/If a response is not of general interest, responding personally conserves
/bandwidth, but most importantly it avoid the entire list having to spend
/their valuable time reading a message not of interest to them (IMHO).
I disagree, for three reasons.
1. Public response ensures quality control. An erroneous public response
such as the quoted one above :-) can be rebutted, whereas a private one
won't be. This is more important in matters of fact than of opinion. People
who respond to questions are trying to be helpful and well-meaning, but
that doesn't guarantee that they will know the correct answer.
2. Public response actually reduces network bandwidth and the time required
of would-be respondants. If you see that someone has already posted the
answer that you would have provided yourself, you obviously don't post it,
thereby saving yourself a lot of time. If the reponses are private you
can't tell that fifty people have already responded. An example: I recently
posted a question concerning a particular piece of software in one of the
archives.

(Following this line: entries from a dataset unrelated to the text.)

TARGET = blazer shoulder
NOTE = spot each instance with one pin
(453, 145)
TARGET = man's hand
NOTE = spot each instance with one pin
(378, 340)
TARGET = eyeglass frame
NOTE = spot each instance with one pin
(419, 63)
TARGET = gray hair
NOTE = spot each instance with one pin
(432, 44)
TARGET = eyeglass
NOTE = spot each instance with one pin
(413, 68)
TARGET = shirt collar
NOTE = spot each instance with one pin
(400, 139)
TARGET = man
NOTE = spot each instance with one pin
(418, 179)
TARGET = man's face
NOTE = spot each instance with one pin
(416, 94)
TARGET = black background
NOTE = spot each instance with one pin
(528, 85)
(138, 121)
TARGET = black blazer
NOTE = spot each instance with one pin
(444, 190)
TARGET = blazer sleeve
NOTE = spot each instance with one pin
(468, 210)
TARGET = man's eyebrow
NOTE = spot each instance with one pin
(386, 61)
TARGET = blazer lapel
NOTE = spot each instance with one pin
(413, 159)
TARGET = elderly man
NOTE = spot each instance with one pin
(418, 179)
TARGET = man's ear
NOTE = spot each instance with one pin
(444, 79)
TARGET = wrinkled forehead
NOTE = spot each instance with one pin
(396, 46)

I got exactly one response, through this newsgroup, that provided
all the information I needed, and possibly helped other people who are (or
may soon be) encountering the same kind of difficulty.
3. Who's to say what's of general interest and what's not?
Stephen Clark
clark at galen.oci.utoronto.ca (Internet)
clark at utoroci (Netnorth/Bitnet)
"For what it is worth, many of the legends accompanying figures in this journal
are not very different, although we take some care to provide each sentence
with a verb if the author has overlooked the need for one." -J.Maddox, Nature.